3.  “Rookie Blue” (48 mins On Demand; you can also watch it online for free). I kind of hate myself for starting to watch this series, because I had sworn off any new cop shows. But you know, it’s summer and that means re-runs and really really bad reality shows. So I checked it out and I have to say, it’s good. Like, “NYPD Blue” good, sometimes. Maybe it’s because it’s Canadian (Oh, Canada!). Or maybe because two of the three writers are women. The head writer is Tassie Cameron, who adapted Margaret Atwood's The Robber Bride into a miniseries. Putting that one in my Netflix queue (but the DVD is not out yet).

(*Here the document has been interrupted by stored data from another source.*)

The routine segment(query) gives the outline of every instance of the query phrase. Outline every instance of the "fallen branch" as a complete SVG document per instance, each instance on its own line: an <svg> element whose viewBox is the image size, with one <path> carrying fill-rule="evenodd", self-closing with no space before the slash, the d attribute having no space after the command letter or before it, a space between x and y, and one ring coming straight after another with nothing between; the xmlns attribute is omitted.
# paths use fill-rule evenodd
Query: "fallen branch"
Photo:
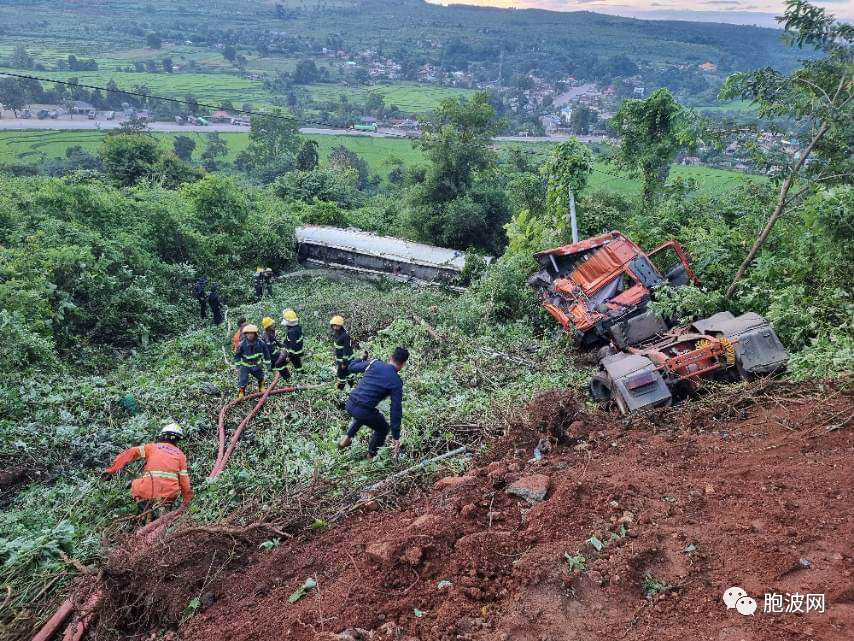
<svg viewBox="0 0 854 641"><path fill-rule="evenodd" d="M227 527L227 526L217 526L217 525L198 525L195 527L185 528L183 530L178 530L175 532L172 537L185 536L188 534L227 534L228 536L241 536L253 530L270 530L274 534L278 534L279 536L284 536L286 538L292 539L294 538L293 534L289 534L279 527L273 525L272 523L252 523L251 525L247 525L246 527Z"/></svg>
<svg viewBox="0 0 854 641"><path fill-rule="evenodd" d="M365 492L373 492L374 490L381 488L386 483L396 481L399 478L402 478L408 474L411 474L415 470L420 470L422 468L427 467L431 463L436 463L437 461L441 461L443 459L451 458L453 456L457 456L459 454L462 454L467 449L468 448L465 445L463 445L462 447L458 447L457 449L451 450L450 452L445 452L444 454L439 454L439 456L434 456L433 458L429 458L429 459L426 459L424 461L421 461L420 463L416 463L412 467L407 467L405 470L402 470L400 472L396 472L395 474L392 474L391 476L384 478L382 481L379 481L378 483L374 483L373 485L371 485L368 489L366 489L364 491Z"/></svg>

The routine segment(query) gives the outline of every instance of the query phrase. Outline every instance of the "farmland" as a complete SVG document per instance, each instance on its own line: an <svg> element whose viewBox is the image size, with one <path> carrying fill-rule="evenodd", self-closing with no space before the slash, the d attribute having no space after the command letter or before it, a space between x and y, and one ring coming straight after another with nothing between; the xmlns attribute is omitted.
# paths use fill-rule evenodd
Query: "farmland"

4.  Rachel Maddow Show (roughly an hour, 9:00 pm on MSNBC). Okay, sometimes she is really annoying. Like two nights ago, the “Best Thing in the World Today” was this ultra-nationalistic portrayal of the U.S. women’s victory over Brazil in the World Cup (soccer, for anyone who is less sports-knowledgeable even than me).  Apparently she thinks it says something good that U.S. men love to watch scantily-clad women running around a field. But the best thing about TRMS, besides that she sometimes has interesting people on, is that she repeats everything three times, which makes it perfect for cooking because if I happened to be washing the mushrooms or something and missed something, I can pick it up the next time.

5.  “Check Please Bay Area” (30 mins., available On Demand for a week, you can also watch back episodes online). I like to hear about new restaurants, even went to one of them for onion cakes (Red Jade on Church Street) but the best thing is that the people never agree. Well, actually, all three did say they would return to Saha, an Arabic fusion place in the hotel district, which sounds fantastic but pricey ($40 per person without drinks). More fun to listen to/watch than a cooking show, in my opinion, because you don’t really need to see the food.

What didn’t make the list:

From Spain with Love” Cooking meets travel, but not enough of either. You don’t get enough of the country or the people, most of it takes place in the kitchen, but you don’t actually learn to make anything either.

Republic of Cannabis”. Pros and cons on the regulation of marijuana production in Mendocino County. Too many talking heads saying nothing you didn’t expect. Boring.

What was on the menu:
Spaghetti with spinach, broccoli, carmelized onions and shitake mushrooms in a creamy pesto sauce, a glass of organic merlot, garlic bread, fruit salad of nectarines and strawberries (love summer!).